Evaluate the integral $\int_{C}\frac{\cos(z)}{\sin(z)}dz$, where $C$ is a circle centered at the origin and there is no zero of $\sin(z)$ inside of $C$ other than the point $(0,0)$.
I think for this problem I need to apply the residue theorem and clearly the origin is a pole. But how do I determine the order of this pole? Or there is another way to solve this problem without the residue theorem? Thanks.

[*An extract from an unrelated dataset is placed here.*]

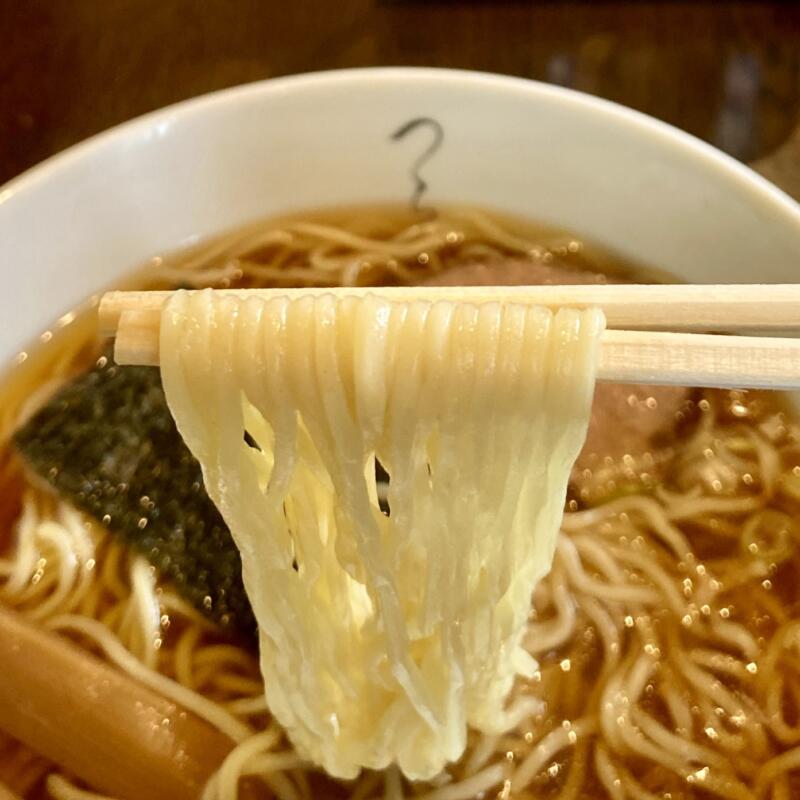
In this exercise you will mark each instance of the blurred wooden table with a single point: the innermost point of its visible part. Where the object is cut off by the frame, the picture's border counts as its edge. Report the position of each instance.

Note that $\lim_{z\to 0}\frac{z}{\sin(z)}=1$. Hence, $z=0$ is a pole of order $1$.
So, we have
$$\begin{align} \oint_{|z|=r<\pi}\frac{\cos(z)}{\sin(z)}\,dz&=2\pi i \text{Res}\left(\frac{\cos(z)}{\sin(z)}, z=0\right)\\\\ &=2\pi i \lim_{z\to 0}\frac{z\cos(z)}{\sin(z)}\\\\ &=2\pi i \end{align}$$
Another way to see that $\cot(z)$ has a pole of order $1$ is to write
$$\begin{align} \cot(z)&=\frac{\cos(z)}{\sin(z)}\\\\ &=\frac{1-\frac12z^2+O(z^4)}{z-\frac16z^3+O(z^5)}\\\\ &=\frac{1-\frac12z^2+O(z^4)}{z\left(1-\frac16 z^2+O(z^4)\right))}\\\\ &=\frac1z\left(1-\frac13z^2+O(z^4)\right)\\\\ &=\frac1z-\frac13z+O(z^3) \end{align}$$
whereupon we see from the first term of the Laurent series that $z=0$ is a pole of order $1$ with residue $1$.